Achilles,” I panted lowly, looking around just as the rest of the banquet attendants burst into laughter, surely a response to a joke Agamemnon made.

“I said ‘to be continued,’ did I not?” Achilles grinned, tightening his grasp. I realized soon enough his hand was wet, as if he’d dipped his hand in water before coming to me. I bit my lip, wanting to curse at his slick ways.

I wanted to moan, throw my head back and tackle Achilles to the floor, but with hundreds of people around us, all I could do was grip the table harder and try to ignore Achilles’ widening grin in my periphery.

I let out a breath, and winced when his hand teases me more, going faster, bringing me to the edge, only to slow down.
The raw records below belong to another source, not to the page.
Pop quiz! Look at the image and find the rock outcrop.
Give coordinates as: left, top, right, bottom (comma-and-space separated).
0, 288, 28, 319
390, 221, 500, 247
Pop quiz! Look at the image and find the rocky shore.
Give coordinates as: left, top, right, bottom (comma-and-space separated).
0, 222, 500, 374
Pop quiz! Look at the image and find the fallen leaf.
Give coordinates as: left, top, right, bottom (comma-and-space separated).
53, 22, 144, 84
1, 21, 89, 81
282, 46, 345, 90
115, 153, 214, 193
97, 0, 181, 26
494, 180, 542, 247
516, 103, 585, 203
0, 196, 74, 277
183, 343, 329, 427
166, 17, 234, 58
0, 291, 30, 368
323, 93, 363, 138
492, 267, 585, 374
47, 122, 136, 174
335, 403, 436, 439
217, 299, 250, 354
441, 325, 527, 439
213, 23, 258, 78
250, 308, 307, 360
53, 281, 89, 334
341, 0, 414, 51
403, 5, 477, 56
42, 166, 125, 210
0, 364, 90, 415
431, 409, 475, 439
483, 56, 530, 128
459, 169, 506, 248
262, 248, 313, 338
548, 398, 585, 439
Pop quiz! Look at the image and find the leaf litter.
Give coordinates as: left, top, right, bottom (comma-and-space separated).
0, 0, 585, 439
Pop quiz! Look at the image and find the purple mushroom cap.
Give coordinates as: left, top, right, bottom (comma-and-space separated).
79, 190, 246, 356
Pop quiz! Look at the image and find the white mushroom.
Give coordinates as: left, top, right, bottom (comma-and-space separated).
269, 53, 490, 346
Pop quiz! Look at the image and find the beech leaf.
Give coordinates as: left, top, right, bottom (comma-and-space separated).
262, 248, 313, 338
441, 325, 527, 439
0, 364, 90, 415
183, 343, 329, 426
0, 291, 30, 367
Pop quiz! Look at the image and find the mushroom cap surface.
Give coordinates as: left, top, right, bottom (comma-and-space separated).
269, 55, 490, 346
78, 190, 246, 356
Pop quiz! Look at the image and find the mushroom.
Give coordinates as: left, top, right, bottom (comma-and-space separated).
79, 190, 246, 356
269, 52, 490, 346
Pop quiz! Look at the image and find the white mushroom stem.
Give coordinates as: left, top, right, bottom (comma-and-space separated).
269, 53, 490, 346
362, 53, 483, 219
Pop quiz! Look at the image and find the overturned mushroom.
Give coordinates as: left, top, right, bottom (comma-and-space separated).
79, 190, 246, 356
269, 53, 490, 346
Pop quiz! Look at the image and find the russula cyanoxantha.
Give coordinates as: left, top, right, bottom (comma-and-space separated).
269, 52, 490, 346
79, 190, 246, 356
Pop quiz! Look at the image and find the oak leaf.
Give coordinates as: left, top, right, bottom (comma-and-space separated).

“Your games do not amuse me tonight, Achilles,” I managed to say with a smile.

“I do not intend to amuse.”

“Oh?” Another sharp breath.

“Just to please,” he said so easily but it took everything for me not to slam my fists on the table. Instead, I reached for his wrist and stopped his ministrations and he did not resist. I stopped him instead, and slowly rose from my seat in the midst of another round of laughter from the party and the enthusiastic telling of Agamemnon's story. I was careful not to bring attention to my hardness, but it was difficult. I turned around quickly and walked towards our tent. I knew Achilles would follow.

As soon as the tent flap fell behind Achilles and hindered us from the outside world, I grabbed him by the front of his tunic and threw him towards the bed. I climbed over him and said fiercely into his mouth, “let us finish what we started.”

We did.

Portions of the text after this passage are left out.